[<prev] [next>] [<thread-prev] [day] [month] [year] [list]
Message-ID: <20240502214300.GA1547650@bhelgaas>
Date: Thu, 2 May 2024 16:43:00 -0500
From: Bjorn Helgaas <helgaas@...nel.org>
To: linux-pci@...r.kernel.org
Cc: Mateusz Kaduk <mateusz.kaduk@...il.com>,
Thomas Gleixner <tglx@...utronix.de>,
Ingo Molnar <mingo@...hat.com>, Borislav Petkov <bp@...en8.de>,
Dave Hansen <dave.hansen@...ux.intel.com>, Tj <linux@....tj>,
Andy Shevchenko <andy.shevchenko@...il.com>,
Hans de Goede <hdegoede@...hat.com>, x86@...nel.org,
linux-kernel@...r.kernel.org, Bjorn Helgaas <bhelgaas@...gle.com>,
stable@...r.kernel.org
Subject: Re: [PATCH 1/1] x86/pci: Skip early E820 check for ECAM region
On Wed, Apr 17, 2024 at 03:40:12PM -0500, Bjorn Helgaas wrote:
> From: Bjorn Helgaas <bhelgaas@...gle.com>
>
> Arul, Mateusz, Imcarneiro91, and Aman reported a regression caused by
> 07eab0901ede ("efi/x86: Remove EfiMemoryMappedIO from E820 map"). On the
> Lenovo Legion 9i laptop, that commit removes the area containing ECAM from
> E820, which means the early E820 validation started failing, which meant we
> didn't enable ECAM in the "early MCFG" path
>
> The lack of ECAM caused many ACPI methods to fail, resulting in the
> embedded controller, PS/2, audio, trackpad, and battery devices not being
> detected. The _OSC method also failed, so Linux could not take control of
> the PCIe hotplug, PME, and AER features:
>
> # pci_mmcfg_early_init()
>
> PCI: ECAM [mem 0xc0000000-0xce0fffff] (base 0xc0000000) for domain 0000 [bus 00-e0]
> PCI: not using ECAM ([mem 0xc0000000-0xce0fffff] not reserved)
>
> ACPI Error: AE_ERROR, Returned by Handler for [PCI_Config] (20230628/evregion-300)
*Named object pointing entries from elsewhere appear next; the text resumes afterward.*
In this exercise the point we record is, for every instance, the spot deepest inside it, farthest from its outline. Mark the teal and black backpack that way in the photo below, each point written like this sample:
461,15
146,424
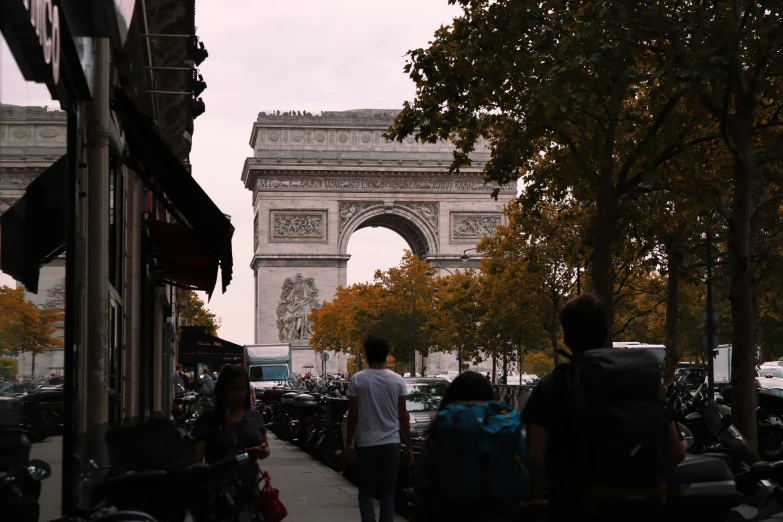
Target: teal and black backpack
481,454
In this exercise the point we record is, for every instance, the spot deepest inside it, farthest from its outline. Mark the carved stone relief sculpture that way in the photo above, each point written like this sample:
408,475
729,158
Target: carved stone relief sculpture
428,211
474,226
298,298
349,209
298,225
15,180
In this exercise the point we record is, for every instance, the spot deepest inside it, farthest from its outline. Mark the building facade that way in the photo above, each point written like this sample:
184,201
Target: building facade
31,140
118,205
317,179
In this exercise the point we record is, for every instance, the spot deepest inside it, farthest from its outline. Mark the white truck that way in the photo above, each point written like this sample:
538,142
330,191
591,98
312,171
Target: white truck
658,349
267,364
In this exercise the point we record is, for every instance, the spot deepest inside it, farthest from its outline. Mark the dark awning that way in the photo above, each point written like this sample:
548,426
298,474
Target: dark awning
33,229
180,257
196,346
173,184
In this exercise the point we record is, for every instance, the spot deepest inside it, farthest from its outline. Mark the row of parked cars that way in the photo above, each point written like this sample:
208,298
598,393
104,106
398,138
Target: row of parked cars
512,378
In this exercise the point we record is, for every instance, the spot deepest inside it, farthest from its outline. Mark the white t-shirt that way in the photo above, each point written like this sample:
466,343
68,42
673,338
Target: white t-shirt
377,393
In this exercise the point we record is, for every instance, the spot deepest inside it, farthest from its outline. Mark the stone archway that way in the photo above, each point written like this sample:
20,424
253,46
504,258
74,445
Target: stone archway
317,179
416,223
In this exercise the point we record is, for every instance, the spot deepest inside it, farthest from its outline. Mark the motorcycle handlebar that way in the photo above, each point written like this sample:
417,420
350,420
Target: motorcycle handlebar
104,489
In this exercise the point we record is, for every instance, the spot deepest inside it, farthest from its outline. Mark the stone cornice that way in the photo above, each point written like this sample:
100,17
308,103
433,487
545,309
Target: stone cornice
299,260
17,113
251,170
372,117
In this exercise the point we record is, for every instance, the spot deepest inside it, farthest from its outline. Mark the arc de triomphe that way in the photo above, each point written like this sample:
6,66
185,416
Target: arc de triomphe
317,179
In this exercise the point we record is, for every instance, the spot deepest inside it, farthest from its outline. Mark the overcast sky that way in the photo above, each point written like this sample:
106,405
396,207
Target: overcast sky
295,54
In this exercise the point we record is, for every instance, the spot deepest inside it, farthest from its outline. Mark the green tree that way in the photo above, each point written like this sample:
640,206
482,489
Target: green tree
197,315
459,312
397,306
25,327
575,98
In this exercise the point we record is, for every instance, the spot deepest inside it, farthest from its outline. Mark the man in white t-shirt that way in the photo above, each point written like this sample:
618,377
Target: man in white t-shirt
377,415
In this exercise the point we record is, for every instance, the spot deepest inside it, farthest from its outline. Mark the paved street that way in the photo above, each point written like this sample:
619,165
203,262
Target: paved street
310,490
50,450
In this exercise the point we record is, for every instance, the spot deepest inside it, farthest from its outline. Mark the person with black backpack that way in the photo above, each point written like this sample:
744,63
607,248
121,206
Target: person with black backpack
598,427
473,466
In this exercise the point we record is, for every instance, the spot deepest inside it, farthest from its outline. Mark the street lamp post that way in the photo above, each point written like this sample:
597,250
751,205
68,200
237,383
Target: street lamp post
415,338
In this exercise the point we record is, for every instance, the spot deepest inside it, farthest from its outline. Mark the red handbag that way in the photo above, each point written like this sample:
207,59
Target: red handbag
274,510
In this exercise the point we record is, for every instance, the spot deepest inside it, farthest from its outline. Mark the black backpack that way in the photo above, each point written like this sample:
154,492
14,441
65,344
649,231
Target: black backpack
613,433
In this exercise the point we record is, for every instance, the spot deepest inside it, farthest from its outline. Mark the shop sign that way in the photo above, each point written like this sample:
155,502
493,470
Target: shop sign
45,18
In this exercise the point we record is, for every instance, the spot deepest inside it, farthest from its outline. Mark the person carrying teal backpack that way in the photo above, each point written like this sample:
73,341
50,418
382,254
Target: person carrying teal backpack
474,465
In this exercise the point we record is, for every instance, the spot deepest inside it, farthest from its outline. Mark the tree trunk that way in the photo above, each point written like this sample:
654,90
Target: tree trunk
743,356
602,263
672,313
553,326
520,359
555,345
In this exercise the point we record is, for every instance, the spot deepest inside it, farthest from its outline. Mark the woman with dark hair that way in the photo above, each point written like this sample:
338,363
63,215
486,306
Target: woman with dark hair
232,426
471,466
467,387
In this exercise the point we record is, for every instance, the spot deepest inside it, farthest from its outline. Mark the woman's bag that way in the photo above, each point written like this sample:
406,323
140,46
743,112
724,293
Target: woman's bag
274,510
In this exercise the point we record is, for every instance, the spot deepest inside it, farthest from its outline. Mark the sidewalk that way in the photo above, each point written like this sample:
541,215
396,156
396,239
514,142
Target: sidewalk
309,489
50,451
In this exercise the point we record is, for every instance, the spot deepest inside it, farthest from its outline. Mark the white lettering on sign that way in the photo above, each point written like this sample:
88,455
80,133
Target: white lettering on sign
45,17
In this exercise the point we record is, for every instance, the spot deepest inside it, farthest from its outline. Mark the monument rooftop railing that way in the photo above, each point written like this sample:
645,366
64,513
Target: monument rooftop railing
380,118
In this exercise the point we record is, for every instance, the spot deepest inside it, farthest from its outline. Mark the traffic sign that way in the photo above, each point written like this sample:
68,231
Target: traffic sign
705,338
715,316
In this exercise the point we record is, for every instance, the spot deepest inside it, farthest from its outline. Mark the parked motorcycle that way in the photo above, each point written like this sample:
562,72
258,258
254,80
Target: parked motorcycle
20,490
44,411
769,416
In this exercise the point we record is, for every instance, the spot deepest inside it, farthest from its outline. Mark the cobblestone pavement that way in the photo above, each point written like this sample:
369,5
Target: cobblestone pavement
309,489
50,451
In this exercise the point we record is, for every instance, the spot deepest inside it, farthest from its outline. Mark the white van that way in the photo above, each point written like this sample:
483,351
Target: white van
658,349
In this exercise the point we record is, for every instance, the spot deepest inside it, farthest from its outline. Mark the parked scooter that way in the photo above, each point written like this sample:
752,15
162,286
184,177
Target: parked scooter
44,411
20,490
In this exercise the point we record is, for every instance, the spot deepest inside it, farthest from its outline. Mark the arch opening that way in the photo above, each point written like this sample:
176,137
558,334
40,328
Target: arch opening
404,228
420,236
373,249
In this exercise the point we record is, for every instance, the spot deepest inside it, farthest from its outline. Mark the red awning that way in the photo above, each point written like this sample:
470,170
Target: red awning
180,257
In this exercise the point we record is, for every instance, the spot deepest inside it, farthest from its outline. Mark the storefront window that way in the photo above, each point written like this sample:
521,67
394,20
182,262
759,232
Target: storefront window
33,138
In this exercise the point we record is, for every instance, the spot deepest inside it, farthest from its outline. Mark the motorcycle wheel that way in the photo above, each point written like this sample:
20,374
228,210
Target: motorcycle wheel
699,433
771,444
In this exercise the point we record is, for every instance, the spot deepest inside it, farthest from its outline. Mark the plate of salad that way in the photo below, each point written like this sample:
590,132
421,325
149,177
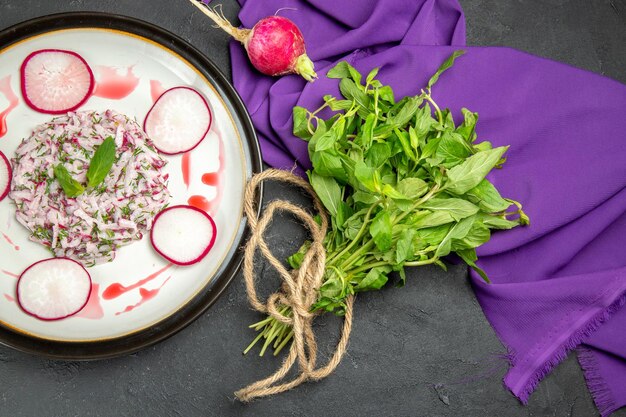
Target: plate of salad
124,153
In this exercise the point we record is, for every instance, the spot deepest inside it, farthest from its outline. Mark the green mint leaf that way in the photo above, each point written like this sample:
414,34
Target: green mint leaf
301,123
372,74
412,187
380,229
71,187
339,71
385,93
353,92
456,207
328,191
458,231
404,246
101,162
446,65
470,173
375,279
487,197
469,256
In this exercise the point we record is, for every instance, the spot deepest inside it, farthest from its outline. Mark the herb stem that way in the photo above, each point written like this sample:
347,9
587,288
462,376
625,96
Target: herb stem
358,236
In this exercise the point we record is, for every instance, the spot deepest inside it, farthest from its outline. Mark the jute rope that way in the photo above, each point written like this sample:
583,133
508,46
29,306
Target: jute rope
299,290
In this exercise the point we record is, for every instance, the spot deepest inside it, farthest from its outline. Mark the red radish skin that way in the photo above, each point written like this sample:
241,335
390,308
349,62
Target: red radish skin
21,296
5,183
156,114
275,45
30,84
156,236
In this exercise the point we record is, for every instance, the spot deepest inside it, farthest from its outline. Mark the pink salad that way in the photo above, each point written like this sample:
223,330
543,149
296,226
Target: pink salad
91,227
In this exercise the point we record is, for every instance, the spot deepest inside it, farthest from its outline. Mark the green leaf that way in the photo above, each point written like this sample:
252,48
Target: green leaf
364,197
372,74
467,129
452,149
412,187
436,218
494,222
404,246
367,176
432,235
378,154
386,93
477,235
469,256
404,142
487,197
350,91
458,231
407,112
328,163
101,162
326,141
446,64
327,190
71,187
340,105
367,131
375,279
301,123
470,173
380,229
339,71
456,207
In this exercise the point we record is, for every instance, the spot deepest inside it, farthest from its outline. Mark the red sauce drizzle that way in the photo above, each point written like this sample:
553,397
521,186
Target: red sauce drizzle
146,295
199,202
11,274
210,178
113,85
8,239
156,90
185,165
116,289
219,175
93,309
5,88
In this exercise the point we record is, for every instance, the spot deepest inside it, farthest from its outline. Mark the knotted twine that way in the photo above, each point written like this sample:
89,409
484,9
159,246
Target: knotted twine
299,289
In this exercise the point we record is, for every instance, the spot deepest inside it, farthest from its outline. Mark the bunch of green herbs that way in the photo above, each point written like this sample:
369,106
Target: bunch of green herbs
402,183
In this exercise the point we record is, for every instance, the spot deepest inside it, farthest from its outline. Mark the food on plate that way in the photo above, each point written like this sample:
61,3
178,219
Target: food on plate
178,120
53,289
183,235
275,45
5,176
114,209
55,81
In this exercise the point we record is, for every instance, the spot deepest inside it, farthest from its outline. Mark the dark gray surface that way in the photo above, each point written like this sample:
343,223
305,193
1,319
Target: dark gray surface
405,341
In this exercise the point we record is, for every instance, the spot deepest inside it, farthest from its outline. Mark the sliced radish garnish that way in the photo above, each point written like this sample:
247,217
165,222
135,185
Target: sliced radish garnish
56,81
183,234
5,176
178,120
53,289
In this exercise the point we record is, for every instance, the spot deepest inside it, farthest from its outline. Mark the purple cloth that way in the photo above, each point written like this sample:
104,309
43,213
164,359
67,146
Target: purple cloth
557,285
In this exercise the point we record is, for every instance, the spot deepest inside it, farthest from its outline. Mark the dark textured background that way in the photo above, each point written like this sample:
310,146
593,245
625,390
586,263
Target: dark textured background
405,341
> ACPI: Interpreter enabled
> ACPI: Ignoring error and continuing table load
> ACPI BIOS Error (bug): Could not resolve symbol [\_SB.PC00.RP01._SB.PC00], AE_NOT_FOUND (20230628/dswload2-162)
> ACPI Error: AE_NOT_FOUND, During name lookup/catalog (20230628/psobject-220)
> ACPI: Skipping parse of AML opcode: OpcodeName unavailable (0x0010)
> ACPI BIOS Error (bug): Could not resolve symbol [\_SB.PC00.RP01._SB.PC00], AE_NOT_FOUND (20230628/dswload2-162)
> ACPI Error: AE_NOT_FOUND, During name lookup/catalog (20230628/psobject-220)
> ...
> ACPI Error: Aborting method \_SB.PC00._OSC due to previous error (AE_NOT_FOUND) (20230628/psparse-529)
> acpi PNP0A08:00: _OSC: platform retains control of PCIe features (AE_NOT_FOUND)
>
> # pci_mmcfg_late_init()
>
> PCI: ECAM [mem 0xc0000000-0xce0fffff] (base 0xc0000000) for domain 0000 [bus 00-e0]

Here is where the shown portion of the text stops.